Why did reimbursement rates go down?

Each year USDA must adjust meal reimbursement rates and the administrative reimbursement rates for sponsors of homes according to the Consumer Price Index (CPI) change during the prior 12 month period. Click here to view this year’s rates.

The CPI is broken down into many sub-categories, and Congress has determined in the law which parts are used to adjust rates in the CACFP.  Rates for Family Day Care Home meals are based on the “food at home” series of the CPI for All Urban Consumers.  Rates for centers are based on the “food away from home” series of the CPI for All Urban Consumers and the administrative reimbursement rates for sponsors of homes are based on all items of the CPI for All Urban Consumers added together.

This year, the CPI on all items increased 1%, which resulted in a $1 (rounded) increase to admin rates for sponsors of homes.   And the CPI for food away from home showed a 2.64% increase, which resulted in higher meal reimbursement rates for meals served by centers.

Unfortunately, the food at home series showed a drop of 0.69% over the same period.  This means that, by law, USDA had to adjust meal reimbursement rates downward for Family Day Care Homes.  Because any percentage-based decrease affects the higher reimbursement rates more than the lower rate, the Tier 1 rates serving the neediest children dropped more in real dollars than the smaller Tier 2 rates.  Some of the differences in the Tier 2 rates were entirely erased by rounding to the nearest cent, because they were already so small.

There’s no easy way to break the news to providers that they will receive less money for the same food, particularly when most of us aren’t actually seeing that food prices have dropped at all in the last year.  The only way to keep this from happening again is to urge Congress to change the law, prohibiting any future downward adjustment in reimbursement rates and admin rates.  This is not something that a sponsor, a state agency, or even USDA can change.

Child Nutrition Reauthorization hasn’t moved forward yet, so there may still be opportunity to urge your Congressperson to ensure that the good nutrition that CACFP provides stays accessible to the neediest children.  It certainly can’t hurt to let them know how much more difficult this makes getting healthy food to our most underserved kids.  Go here to find out how to contact your Senators and Representative.

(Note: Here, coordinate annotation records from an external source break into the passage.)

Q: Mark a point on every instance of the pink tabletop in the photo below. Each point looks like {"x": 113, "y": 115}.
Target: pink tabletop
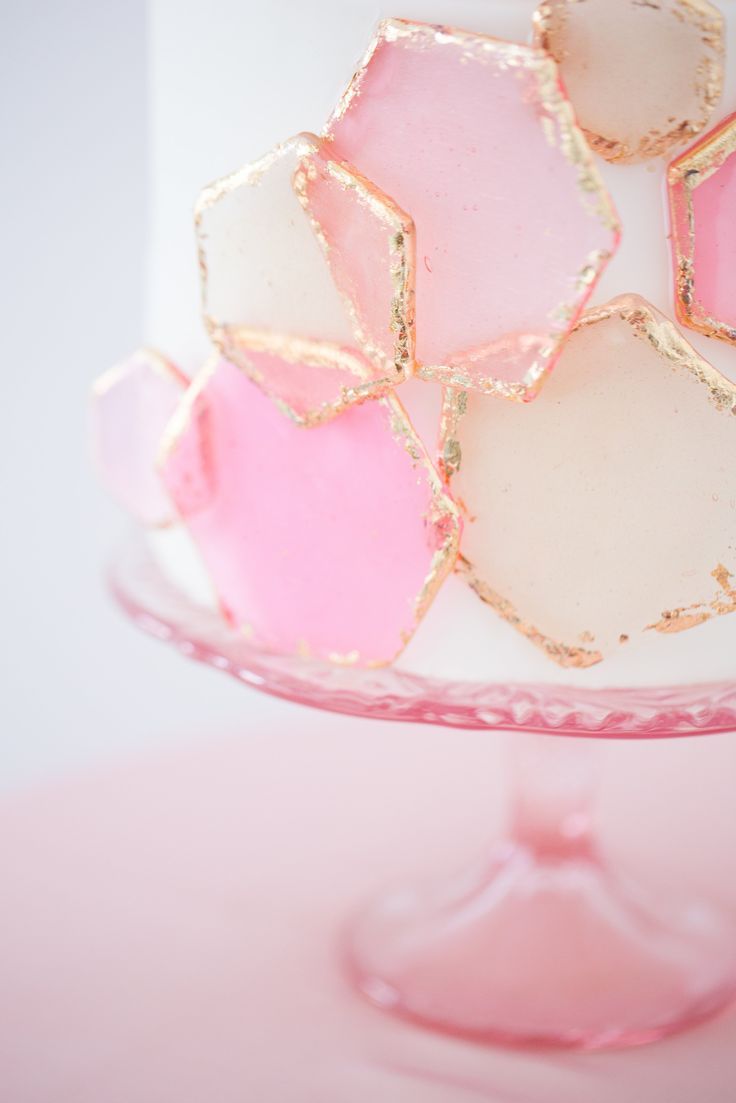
{"x": 168, "y": 929}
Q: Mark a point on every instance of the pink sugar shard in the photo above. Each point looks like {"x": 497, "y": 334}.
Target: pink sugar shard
{"x": 475, "y": 138}
{"x": 131, "y": 406}
{"x": 369, "y": 246}
{"x": 328, "y": 542}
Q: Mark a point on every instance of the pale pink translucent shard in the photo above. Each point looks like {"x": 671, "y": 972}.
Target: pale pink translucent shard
{"x": 607, "y": 507}
{"x": 307, "y": 387}
{"x": 322, "y": 542}
{"x": 131, "y": 406}
{"x": 268, "y": 282}
{"x": 475, "y": 139}
{"x": 369, "y": 245}
{"x": 703, "y": 205}
{"x": 642, "y": 76}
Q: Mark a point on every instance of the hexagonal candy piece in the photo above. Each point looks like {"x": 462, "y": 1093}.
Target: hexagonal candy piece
{"x": 308, "y": 274}
{"x": 702, "y": 186}
{"x": 131, "y": 406}
{"x": 642, "y": 76}
{"x": 476, "y": 140}
{"x": 328, "y": 543}
{"x": 607, "y": 507}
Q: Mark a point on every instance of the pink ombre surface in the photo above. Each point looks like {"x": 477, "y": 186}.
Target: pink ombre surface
{"x": 460, "y": 132}
{"x": 318, "y": 541}
{"x": 714, "y": 212}
{"x": 131, "y": 406}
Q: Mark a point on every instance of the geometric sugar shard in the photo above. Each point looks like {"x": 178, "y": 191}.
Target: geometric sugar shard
{"x": 643, "y": 76}
{"x": 607, "y": 507}
{"x": 702, "y": 185}
{"x": 329, "y": 543}
{"x": 475, "y": 138}
{"x": 305, "y": 286}
{"x": 369, "y": 246}
{"x": 131, "y": 405}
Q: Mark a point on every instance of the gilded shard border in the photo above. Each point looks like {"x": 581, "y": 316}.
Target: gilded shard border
{"x": 234, "y": 341}
{"x": 684, "y": 175}
{"x": 561, "y": 131}
{"x": 443, "y": 516}
{"x": 708, "y": 75}
{"x": 653, "y": 328}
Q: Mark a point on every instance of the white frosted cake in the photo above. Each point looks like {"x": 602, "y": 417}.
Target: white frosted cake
{"x": 228, "y": 81}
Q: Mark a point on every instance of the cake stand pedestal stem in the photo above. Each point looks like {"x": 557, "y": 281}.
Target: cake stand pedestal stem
{"x": 545, "y": 943}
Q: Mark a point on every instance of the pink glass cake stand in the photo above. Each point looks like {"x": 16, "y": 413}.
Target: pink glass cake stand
{"x": 545, "y": 944}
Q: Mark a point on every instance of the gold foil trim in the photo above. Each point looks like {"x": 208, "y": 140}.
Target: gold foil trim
{"x": 650, "y": 325}
{"x": 561, "y": 653}
{"x": 678, "y": 620}
{"x": 561, "y": 130}
{"x": 684, "y": 175}
{"x": 400, "y": 247}
{"x": 441, "y": 520}
{"x": 234, "y": 341}
{"x": 708, "y": 74}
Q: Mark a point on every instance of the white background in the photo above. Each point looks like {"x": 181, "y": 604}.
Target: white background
{"x": 78, "y": 684}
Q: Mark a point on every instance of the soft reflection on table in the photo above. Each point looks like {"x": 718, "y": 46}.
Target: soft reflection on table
{"x": 168, "y": 929}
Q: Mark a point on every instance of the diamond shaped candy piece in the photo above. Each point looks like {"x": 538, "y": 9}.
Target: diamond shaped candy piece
{"x": 642, "y": 76}
{"x": 702, "y": 185}
{"x": 476, "y": 140}
{"x": 308, "y": 275}
{"x": 328, "y": 543}
{"x": 606, "y": 509}
{"x": 131, "y": 406}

9 Responses to Why did reimbursement rates go down?

  1. Joan LaRocque says:

    Natalie,
    Good job and explanation….Yes, it is going to be difficult, maybe not right away with Providers so much, but definitely when we start training about the new Meal Patterns….

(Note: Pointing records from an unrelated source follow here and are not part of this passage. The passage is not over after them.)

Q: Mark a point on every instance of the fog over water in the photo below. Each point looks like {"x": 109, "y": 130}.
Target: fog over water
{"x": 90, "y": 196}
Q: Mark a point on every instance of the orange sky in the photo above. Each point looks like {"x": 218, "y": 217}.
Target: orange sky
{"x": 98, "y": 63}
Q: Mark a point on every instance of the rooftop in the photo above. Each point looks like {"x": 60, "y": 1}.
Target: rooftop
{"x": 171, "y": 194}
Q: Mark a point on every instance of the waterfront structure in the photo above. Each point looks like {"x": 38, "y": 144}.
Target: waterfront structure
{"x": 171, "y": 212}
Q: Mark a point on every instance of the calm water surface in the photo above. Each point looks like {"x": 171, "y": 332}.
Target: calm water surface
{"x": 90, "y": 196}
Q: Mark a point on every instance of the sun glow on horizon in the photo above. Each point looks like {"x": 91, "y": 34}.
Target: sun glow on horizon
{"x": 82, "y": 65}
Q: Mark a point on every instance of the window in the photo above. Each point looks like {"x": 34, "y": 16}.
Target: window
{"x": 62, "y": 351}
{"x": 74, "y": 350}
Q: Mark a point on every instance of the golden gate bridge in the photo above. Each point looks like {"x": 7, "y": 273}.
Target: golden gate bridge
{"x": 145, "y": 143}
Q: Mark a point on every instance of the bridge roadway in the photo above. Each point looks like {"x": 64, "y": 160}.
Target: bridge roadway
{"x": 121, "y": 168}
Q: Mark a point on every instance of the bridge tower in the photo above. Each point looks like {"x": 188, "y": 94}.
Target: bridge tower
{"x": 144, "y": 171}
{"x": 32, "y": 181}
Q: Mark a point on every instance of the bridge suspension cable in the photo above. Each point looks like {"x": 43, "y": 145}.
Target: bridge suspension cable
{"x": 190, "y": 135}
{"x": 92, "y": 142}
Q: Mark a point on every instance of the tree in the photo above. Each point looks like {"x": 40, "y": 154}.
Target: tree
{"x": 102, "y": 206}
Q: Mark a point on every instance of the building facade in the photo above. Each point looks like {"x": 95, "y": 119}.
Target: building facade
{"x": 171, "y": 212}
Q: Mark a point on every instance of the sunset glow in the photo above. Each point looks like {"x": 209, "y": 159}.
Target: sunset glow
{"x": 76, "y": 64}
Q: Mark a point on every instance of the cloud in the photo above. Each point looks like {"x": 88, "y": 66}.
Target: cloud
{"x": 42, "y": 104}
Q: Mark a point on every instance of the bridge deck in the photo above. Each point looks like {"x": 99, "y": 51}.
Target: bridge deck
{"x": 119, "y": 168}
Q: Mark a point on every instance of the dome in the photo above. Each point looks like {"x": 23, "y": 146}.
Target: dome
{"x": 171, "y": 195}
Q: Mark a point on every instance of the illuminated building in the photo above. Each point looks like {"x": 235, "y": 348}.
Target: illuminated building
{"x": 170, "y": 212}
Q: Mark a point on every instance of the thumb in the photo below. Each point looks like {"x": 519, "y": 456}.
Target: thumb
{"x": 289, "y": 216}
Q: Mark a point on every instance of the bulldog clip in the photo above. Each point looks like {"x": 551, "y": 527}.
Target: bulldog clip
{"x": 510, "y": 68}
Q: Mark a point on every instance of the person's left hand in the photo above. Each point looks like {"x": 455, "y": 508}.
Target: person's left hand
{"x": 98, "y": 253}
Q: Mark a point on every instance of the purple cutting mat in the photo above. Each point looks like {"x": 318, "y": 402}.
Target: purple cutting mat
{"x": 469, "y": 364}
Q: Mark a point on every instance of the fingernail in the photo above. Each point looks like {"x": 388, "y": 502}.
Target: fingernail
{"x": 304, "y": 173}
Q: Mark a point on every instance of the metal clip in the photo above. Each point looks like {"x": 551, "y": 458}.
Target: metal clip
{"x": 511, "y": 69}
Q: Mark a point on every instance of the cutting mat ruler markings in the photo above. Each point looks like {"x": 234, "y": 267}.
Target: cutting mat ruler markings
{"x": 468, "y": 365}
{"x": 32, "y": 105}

    Thank you, MM for all you do….

  2. LOY says:

    I think is better idea that all parents bring or paid for food and all frustration can go ,,,,bc the government do sent care anything about it……only spend in war….that is my opinion with all respect to Everybody …..

  3. jenny720 says:

    Reblogged this on CCRC Technology BLOG and commented:
    Operating a Child Care business is a hard business sector to be successful in year in and out. In Ohio, Step Up To Quality has moved the child system to quality care, CACFP is moving participants to quality nutritional practices, but all have added a level of administration that is almost impossible for chidl care professionals to bear.
    The CCRC wants to help and has started providing services that support many of the administrative heavy tasks placed upon providers. CACFP for centers and family child care homes, ASQ:3, assistance in receiving a star rating or becoming highly rated (cohort groups) and many other supports.
    It is impossible to cut the red tape or control what the federal government decides is “appropriate” to operate a child care program, but partnering with the CCRC is one way to take the administrative burden off of you so that you can focus on running a high quality program. If you have questions on how we can assist you, please call 440-960-7187 and ask for the program support you need.

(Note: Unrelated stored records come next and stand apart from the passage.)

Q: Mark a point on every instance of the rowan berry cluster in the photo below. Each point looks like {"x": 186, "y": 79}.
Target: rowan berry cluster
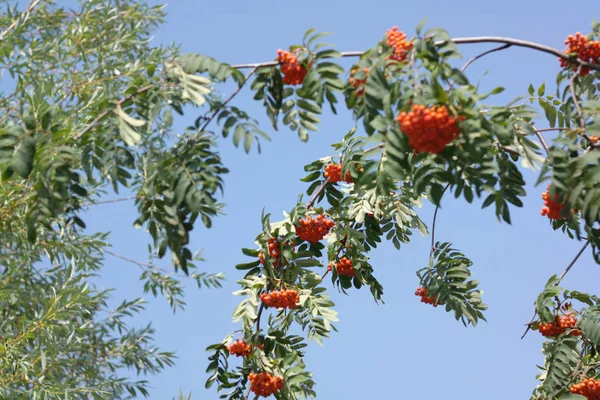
{"x": 293, "y": 72}
{"x": 358, "y": 83}
{"x": 274, "y": 252}
{"x": 397, "y": 41}
{"x": 559, "y": 326}
{"x": 589, "y": 388}
{"x": 586, "y": 50}
{"x": 552, "y": 207}
{"x": 281, "y": 299}
{"x": 333, "y": 173}
{"x": 264, "y": 384}
{"x": 240, "y": 348}
{"x": 345, "y": 267}
{"x": 314, "y": 229}
{"x": 422, "y": 292}
{"x": 429, "y": 130}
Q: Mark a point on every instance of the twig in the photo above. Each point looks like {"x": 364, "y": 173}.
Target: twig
{"x": 479, "y": 39}
{"x": 571, "y": 264}
{"x": 94, "y": 203}
{"x": 576, "y": 101}
{"x": 23, "y": 15}
{"x": 543, "y": 142}
{"x": 485, "y": 53}
{"x": 434, "y": 221}
{"x": 105, "y": 112}
{"x": 313, "y": 199}
{"x": 209, "y": 119}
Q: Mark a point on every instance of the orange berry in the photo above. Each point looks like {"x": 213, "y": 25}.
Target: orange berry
{"x": 281, "y": 299}
{"x": 422, "y": 292}
{"x": 585, "y": 50}
{"x": 264, "y": 384}
{"x": 314, "y": 229}
{"x": 240, "y": 348}
{"x": 429, "y": 130}
{"x": 552, "y": 207}
{"x": 293, "y": 72}
{"x": 344, "y": 267}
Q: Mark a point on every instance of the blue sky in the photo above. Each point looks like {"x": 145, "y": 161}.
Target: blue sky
{"x": 403, "y": 349}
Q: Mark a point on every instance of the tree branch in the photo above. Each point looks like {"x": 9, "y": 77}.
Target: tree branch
{"x": 576, "y": 101}
{"x": 434, "y": 221}
{"x": 105, "y": 112}
{"x": 209, "y": 119}
{"x": 565, "y": 272}
{"x": 478, "y": 39}
{"x": 23, "y": 15}
{"x": 477, "y": 57}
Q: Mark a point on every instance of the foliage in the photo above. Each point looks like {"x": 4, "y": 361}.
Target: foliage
{"x": 102, "y": 119}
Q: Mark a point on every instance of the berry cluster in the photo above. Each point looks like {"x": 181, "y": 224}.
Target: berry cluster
{"x": 586, "y": 50}
{"x": 429, "y": 130}
{"x": 264, "y": 384}
{"x": 356, "y": 83}
{"x": 589, "y": 388}
{"x": 559, "y": 326}
{"x": 281, "y": 299}
{"x": 552, "y": 207}
{"x": 293, "y": 71}
{"x": 333, "y": 173}
{"x": 240, "y": 348}
{"x": 397, "y": 41}
{"x": 345, "y": 267}
{"x": 424, "y": 299}
{"x": 314, "y": 229}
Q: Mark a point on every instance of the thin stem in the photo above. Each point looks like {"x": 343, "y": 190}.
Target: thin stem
{"x": 565, "y": 272}
{"x": 209, "y": 119}
{"x": 435, "y": 220}
{"x": 542, "y": 141}
{"x": 94, "y": 203}
{"x": 105, "y": 112}
{"x": 576, "y": 101}
{"x": 478, "y": 39}
{"x": 313, "y": 199}
{"x": 485, "y": 53}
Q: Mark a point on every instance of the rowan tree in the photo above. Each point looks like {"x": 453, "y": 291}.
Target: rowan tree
{"x": 90, "y": 106}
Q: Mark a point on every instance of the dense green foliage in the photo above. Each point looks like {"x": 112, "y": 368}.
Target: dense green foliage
{"x": 89, "y": 107}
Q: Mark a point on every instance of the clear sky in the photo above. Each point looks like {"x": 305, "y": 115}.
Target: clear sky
{"x": 403, "y": 349}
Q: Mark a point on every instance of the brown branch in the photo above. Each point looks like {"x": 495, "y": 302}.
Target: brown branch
{"x": 313, "y": 199}
{"x": 105, "y": 112}
{"x": 434, "y": 221}
{"x": 477, "y": 57}
{"x": 23, "y": 15}
{"x": 479, "y": 39}
{"x": 565, "y": 272}
{"x": 576, "y": 101}
{"x": 209, "y": 119}
{"x": 95, "y": 203}
{"x": 543, "y": 142}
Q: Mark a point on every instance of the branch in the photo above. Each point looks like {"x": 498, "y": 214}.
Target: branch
{"x": 94, "y": 203}
{"x": 434, "y": 221}
{"x": 543, "y": 142}
{"x": 472, "y": 60}
{"x": 209, "y": 119}
{"x": 479, "y": 39}
{"x": 23, "y": 15}
{"x": 576, "y": 101}
{"x": 571, "y": 264}
{"x": 105, "y": 112}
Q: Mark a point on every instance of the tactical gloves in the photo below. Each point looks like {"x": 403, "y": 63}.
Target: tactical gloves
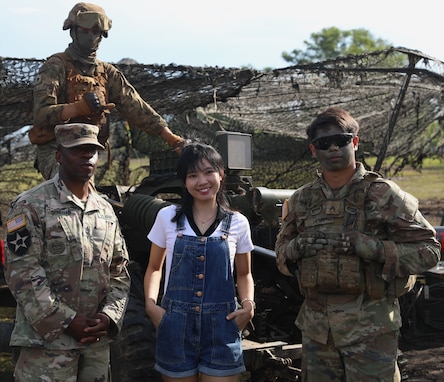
{"x": 366, "y": 247}
{"x": 92, "y": 102}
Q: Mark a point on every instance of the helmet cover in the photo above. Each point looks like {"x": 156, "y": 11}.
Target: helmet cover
{"x": 87, "y": 15}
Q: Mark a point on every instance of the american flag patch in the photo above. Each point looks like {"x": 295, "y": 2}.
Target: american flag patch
{"x": 16, "y": 223}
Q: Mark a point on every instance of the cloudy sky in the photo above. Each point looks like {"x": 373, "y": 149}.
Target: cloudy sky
{"x": 226, "y": 33}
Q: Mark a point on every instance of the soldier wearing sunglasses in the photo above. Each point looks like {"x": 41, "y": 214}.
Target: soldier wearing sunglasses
{"x": 355, "y": 242}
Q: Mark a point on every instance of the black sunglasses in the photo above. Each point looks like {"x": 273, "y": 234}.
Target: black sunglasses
{"x": 339, "y": 140}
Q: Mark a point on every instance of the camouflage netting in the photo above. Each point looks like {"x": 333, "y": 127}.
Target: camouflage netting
{"x": 396, "y": 95}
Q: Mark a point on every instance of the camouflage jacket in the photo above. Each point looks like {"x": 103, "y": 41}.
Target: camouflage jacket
{"x": 49, "y": 96}
{"x": 410, "y": 247}
{"x": 63, "y": 258}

    Here is information on this year’s CACFP reimbursement rates and how the federal government has set the new rates for the 2017 fiscal year.

  4. Carrie Dyster says:

    This is very helpful! Thanks to Natalie!​

    On Wed, Aug 3, 2016 at 4:19 PM, Minute Menu Blog wrote:

    > Natalie Clark posted: “Each year USDA must adjust meal reimbursement rates > and the administrative reimbursement rates for sponsors of homes according > to the Consumer Price Index (CPI) change during the prior 12 month period. > The CPI is broken down into many sub-categories, and” >

  5. Michelle Buchanan says:

    Thank you so much Natalie for explaining this. Very Helpful

    I’m trying to figure out a way to break the news to our providers. 😦

  6. Kaye White says:

    When will we be advised what the new rates are? We definitely will have to ‘tighten the belt’ to provide the level of meals that we have been providing.

    • Natalie Clark says:

      Hi, Kaye,
      There’s a link in the first paragraph of the article to the new rates for both family day care homes and centers. If you scroll to the end of the .pdf there is a chart that easier to read.